Difference between const pointer and const array type in function parameter declaration


If I try to compile this small example:

void f(const int *a) {
    int * ptr = a;
    *ptr = 1;
}

void g(const int a[]) {
    int * ptr = a;
    *ptr = 1;
}

I get a warning for function f and an error for function g. I tried with gcc 9.3.0 and clang 10.0.0 and got very similar messages. Here the one from gcc:

main.c: In function ‘f’:
main.c:4:16: warning: initialization discards ‘const’ qualifier from pointer target type [-Wdiscarded-qualifiers]
    4 |     int* ptr = a;
      |                ^
main.c: In function ‘g’:
main.c:10:5: error: invalid operands to binary * (have ‘const int *’ and ‘int *’)
   10 |     *ptr = 1;
      |     ^

I know there is a difference between arrays and pointers, but I always believed there is no difference in function parameter declaration. And isn't using an array and a pointer as left hand operand in an assignment completely equivalent? After all I also thought that the following were interchangeable:

int main(int argc, char * argv[])

int main(int argc, char ** argv)

My questions:

  • What is the exact difference between const int * a and const int a[] in a function parameter declaration?

  • Why do I get a warning in one of the cases and an error in the other?

  • Shouldn't be both cases errors, because I try to change a const parameter?

Edit as Paul Hankin pointed out I missed a semicolon in the original code. If added, both functions indeed give the same warning message, which is OK, since implicit pointer conversions (like in ptr = a discard const qualifiers.


Solution

  • I get exactly the same messages for both functions in both gcc and clang. You have some typo in the code and didn't make a copy/paste when you posted it here.

    I always believed there is no difference in function parameter declaration.

    This is true for plain 1D arrays. An array parameter such as const int a[] will get adjusted ("decay") into a pointer to it's first element. It is 100% equivalent to const int* a. Note that the const qualifier belongs to the pointed-at type, not the pointer itself.

    Now as it happens, incomplete types such as arrays without a size cannot actually be used as function parameters if not for this array adjustment rule1).

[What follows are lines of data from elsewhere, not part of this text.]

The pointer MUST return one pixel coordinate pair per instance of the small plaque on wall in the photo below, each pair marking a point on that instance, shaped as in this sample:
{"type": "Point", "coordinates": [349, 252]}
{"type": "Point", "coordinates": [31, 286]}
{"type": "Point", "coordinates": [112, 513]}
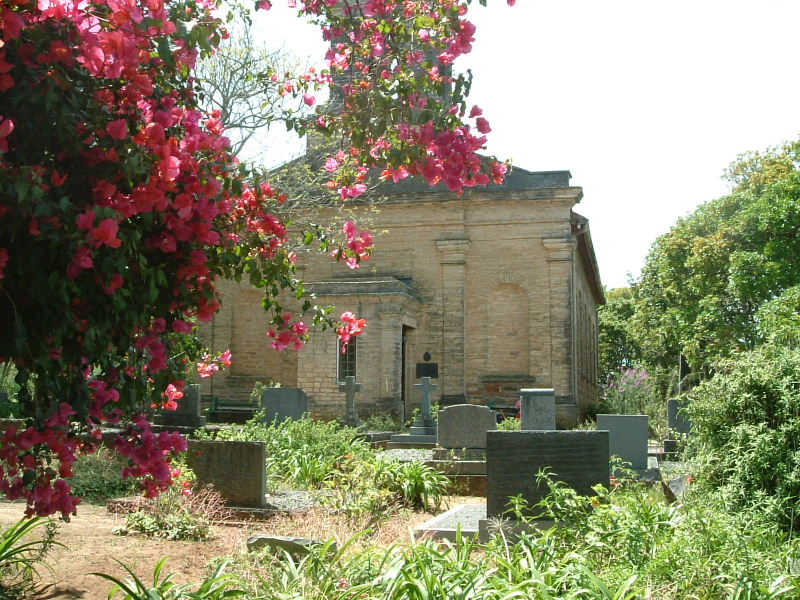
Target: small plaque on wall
{"type": "Point", "coordinates": [428, 370]}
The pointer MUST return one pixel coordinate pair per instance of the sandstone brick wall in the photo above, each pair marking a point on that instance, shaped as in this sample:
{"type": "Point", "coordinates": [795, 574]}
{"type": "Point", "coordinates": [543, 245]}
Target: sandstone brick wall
{"type": "Point", "coordinates": [498, 297]}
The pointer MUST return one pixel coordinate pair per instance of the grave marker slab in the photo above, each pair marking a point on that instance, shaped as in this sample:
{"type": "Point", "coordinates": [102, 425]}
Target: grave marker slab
{"type": "Point", "coordinates": [237, 470]}
{"type": "Point", "coordinates": [465, 426]}
{"type": "Point", "coordinates": [538, 409]}
{"type": "Point", "coordinates": [627, 437]}
{"type": "Point", "coordinates": [513, 459]}
{"type": "Point", "coordinates": [280, 404]}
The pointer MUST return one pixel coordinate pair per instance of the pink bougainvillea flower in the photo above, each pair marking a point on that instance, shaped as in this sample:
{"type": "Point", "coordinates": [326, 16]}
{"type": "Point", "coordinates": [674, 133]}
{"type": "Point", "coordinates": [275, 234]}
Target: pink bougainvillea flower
{"type": "Point", "coordinates": [118, 129]}
{"type": "Point", "coordinates": [225, 358]}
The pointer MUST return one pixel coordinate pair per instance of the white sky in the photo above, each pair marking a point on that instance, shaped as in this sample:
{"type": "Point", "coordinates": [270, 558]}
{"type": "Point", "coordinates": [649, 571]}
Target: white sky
{"type": "Point", "coordinates": [645, 102]}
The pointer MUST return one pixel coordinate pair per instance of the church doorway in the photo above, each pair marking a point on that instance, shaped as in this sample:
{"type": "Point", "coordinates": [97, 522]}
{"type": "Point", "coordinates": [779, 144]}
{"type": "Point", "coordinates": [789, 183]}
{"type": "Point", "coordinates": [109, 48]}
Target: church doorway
{"type": "Point", "coordinates": [405, 387]}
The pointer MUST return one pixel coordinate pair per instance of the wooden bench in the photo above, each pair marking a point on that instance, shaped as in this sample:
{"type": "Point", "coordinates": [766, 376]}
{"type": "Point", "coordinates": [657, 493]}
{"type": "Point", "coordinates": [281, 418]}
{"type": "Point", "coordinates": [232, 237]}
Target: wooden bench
{"type": "Point", "coordinates": [222, 411]}
{"type": "Point", "coordinates": [507, 411]}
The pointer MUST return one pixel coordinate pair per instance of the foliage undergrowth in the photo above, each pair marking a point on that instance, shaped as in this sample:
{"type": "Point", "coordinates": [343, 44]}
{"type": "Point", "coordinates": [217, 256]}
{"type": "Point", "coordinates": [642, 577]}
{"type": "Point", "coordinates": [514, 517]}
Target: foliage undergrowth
{"type": "Point", "coordinates": [179, 514]}
{"type": "Point", "coordinates": [98, 477]}
{"type": "Point", "coordinates": [21, 558]}
{"type": "Point", "coordinates": [746, 433]}
{"type": "Point", "coordinates": [626, 543]}
{"type": "Point", "coordinates": [325, 455]}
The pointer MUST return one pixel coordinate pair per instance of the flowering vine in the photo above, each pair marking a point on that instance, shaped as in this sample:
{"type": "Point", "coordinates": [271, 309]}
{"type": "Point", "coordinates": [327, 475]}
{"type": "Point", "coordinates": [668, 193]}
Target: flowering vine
{"type": "Point", "coordinates": [121, 204]}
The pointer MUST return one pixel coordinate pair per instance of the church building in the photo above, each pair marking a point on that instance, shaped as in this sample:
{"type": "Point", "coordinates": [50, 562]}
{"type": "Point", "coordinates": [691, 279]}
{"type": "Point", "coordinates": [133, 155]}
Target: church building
{"type": "Point", "coordinates": [490, 292]}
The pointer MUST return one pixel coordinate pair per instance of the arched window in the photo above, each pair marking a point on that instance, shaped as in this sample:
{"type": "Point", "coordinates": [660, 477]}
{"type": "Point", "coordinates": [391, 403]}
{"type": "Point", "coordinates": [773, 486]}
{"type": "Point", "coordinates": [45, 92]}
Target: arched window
{"type": "Point", "coordinates": [346, 361]}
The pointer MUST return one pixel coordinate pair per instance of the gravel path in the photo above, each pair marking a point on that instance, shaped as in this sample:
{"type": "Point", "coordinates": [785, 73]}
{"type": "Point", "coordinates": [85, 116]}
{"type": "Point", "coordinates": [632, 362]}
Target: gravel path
{"type": "Point", "coordinates": [408, 454]}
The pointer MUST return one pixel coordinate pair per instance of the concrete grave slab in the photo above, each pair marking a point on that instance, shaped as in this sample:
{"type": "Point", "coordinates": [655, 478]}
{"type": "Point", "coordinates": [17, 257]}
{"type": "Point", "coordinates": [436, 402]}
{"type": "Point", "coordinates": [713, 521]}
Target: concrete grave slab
{"type": "Point", "coordinates": [237, 470]}
{"type": "Point", "coordinates": [537, 409]}
{"type": "Point", "coordinates": [465, 426]}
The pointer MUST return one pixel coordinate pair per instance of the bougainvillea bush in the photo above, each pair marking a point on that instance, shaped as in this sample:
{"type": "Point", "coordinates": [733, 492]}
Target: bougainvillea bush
{"type": "Point", "coordinates": [121, 204]}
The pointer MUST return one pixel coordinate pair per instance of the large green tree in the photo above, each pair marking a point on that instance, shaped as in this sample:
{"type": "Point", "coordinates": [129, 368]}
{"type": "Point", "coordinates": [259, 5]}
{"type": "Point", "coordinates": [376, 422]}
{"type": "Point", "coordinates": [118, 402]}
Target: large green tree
{"type": "Point", "coordinates": [704, 281]}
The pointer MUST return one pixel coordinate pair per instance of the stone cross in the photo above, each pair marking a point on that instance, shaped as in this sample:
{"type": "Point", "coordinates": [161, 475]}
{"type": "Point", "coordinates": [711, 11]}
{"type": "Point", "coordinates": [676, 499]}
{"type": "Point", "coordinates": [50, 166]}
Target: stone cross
{"type": "Point", "coordinates": [350, 387]}
{"type": "Point", "coordinates": [425, 418]}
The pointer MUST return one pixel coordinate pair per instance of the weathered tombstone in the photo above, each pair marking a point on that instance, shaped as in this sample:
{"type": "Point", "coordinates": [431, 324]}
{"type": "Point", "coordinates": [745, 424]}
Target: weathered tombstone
{"type": "Point", "coordinates": [537, 409]}
{"type": "Point", "coordinates": [514, 458]}
{"type": "Point", "coordinates": [237, 470]}
{"type": "Point", "coordinates": [465, 426]}
{"type": "Point", "coordinates": [627, 437]}
{"type": "Point", "coordinates": [676, 419]}
{"type": "Point", "coordinates": [350, 387]}
{"type": "Point", "coordinates": [424, 429]}
{"type": "Point", "coordinates": [188, 413]}
{"type": "Point", "coordinates": [425, 419]}
{"type": "Point", "coordinates": [280, 404]}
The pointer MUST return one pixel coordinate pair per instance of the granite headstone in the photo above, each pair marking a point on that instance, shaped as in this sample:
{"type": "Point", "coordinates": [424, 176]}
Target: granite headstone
{"type": "Point", "coordinates": [465, 426]}
{"type": "Point", "coordinates": [280, 404]}
{"type": "Point", "coordinates": [627, 437]}
{"type": "Point", "coordinates": [514, 458]}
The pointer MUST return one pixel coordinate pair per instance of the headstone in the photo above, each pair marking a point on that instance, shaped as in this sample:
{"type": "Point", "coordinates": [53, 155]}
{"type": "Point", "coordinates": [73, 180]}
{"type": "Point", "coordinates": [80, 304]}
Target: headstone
{"type": "Point", "coordinates": [350, 387]}
{"type": "Point", "coordinates": [296, 547]}
{"type": "Point", "coordinates": [280, 404]}
{"type": "Point", "coordinates": [188, 413]}
{"type": "Point", "coordinates": [676, 418]}
{"type": "Point", "coordinates": [627, 437]}
{"type": "Point", "coordinates": [537, 409]}
{"type": "Point", "coordinates": [514, 458]}
{"type": "Point", "coordinates": [237, 470]}
{"type": "Point", "coordinates": [465, 426]}
{"type": "Point", "coordinates": [425, 418]}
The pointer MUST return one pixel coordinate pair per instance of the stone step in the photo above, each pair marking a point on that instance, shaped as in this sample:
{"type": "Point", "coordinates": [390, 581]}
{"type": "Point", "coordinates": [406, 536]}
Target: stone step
{"type": "Point", "coordinates": [458, 467]}
{"type": "Point", "coordinates": [408, 445]}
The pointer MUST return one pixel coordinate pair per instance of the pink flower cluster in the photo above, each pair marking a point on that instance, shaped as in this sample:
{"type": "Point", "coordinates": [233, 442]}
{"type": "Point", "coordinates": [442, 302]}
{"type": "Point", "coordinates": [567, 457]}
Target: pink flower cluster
{"type": "Point", "coordinates": [149, 454]}
{"type": "Point", "coordinates": [351, 327]}
{"type": "Point", "coordinates": [209, 365]}
{"type": "Point", "coordinates": [48, 492]}
{"type": "Point", "coordinates": [288, 334]}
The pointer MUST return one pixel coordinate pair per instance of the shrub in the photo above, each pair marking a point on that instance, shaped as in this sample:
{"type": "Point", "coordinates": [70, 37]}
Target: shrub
{"type": "Point", "coordinates": [98, 477]}
{"type": "Point", "coordinates": [746, 431]}
{"type": "Point", "coordinates": [304, 452]}
{"type": "Point", "coordinates": [217, 586]}
{"type": "Point", "coordinates": [19, 559]}
{"type": "Point", "coordinates": [179, 514]}
{"type": "Point", "coordinates": [633, 391]}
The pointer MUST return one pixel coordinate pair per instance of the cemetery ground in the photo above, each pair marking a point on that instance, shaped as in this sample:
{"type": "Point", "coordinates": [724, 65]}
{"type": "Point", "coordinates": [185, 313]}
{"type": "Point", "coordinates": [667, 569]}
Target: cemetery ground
{"type": "Point", "coordinates": [621, 542]}
{"type": "Point", "coordinates": [91, 546]}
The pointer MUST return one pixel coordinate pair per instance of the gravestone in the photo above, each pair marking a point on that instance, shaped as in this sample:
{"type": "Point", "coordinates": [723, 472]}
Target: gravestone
{"type": "Point", "coordinates": [280, 404]}
{"type": "Point", "coordinates": [513, 459]}
{"type": "Point", "coordinates": [676, 419]}
{"type": "Point", "coordinates": [425, 419]}
{"type": "Point", "coordinates": [465, 426]}
{"type": "Point", "coordinates": [188, 413]}
{"type": "Point", "coordinates": [537, 409]}
{"type": "Point", "coordinates": [237, 470]}
{"type": "Point", "coordinates": [627, 437]}
{"type": "Point", "coordinates": [423, 431]}
{"type": "Point", "coordinates": [350, 387]}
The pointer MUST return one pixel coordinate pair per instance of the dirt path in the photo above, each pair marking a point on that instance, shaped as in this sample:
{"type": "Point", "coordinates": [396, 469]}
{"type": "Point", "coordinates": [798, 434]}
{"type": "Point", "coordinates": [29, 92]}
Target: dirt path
{"type": "Point", "coordinates": [90, 545]}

It's the very reason why you can even type out an incomplete array type [] without size as a function parameter, because the type gets adjusted before the size of the array matters and the result is not an incomplete type but a pointer (to a complete type).

    This equivalence doesn't scale well to 2D arrays however. An array parameter such as const int a[x][y] is an array of arrays. The first item is of array type const int[y]. So it gets adjusted to a pointer to such a type:
    const (*int)[y]. This is not compatible with const int* nor with const int**.


    1) C17 6.7.6.3

    After adjustment, the parameters in a parameter type list in a function declarator that is part of a definition of that function shall not have incomplete type.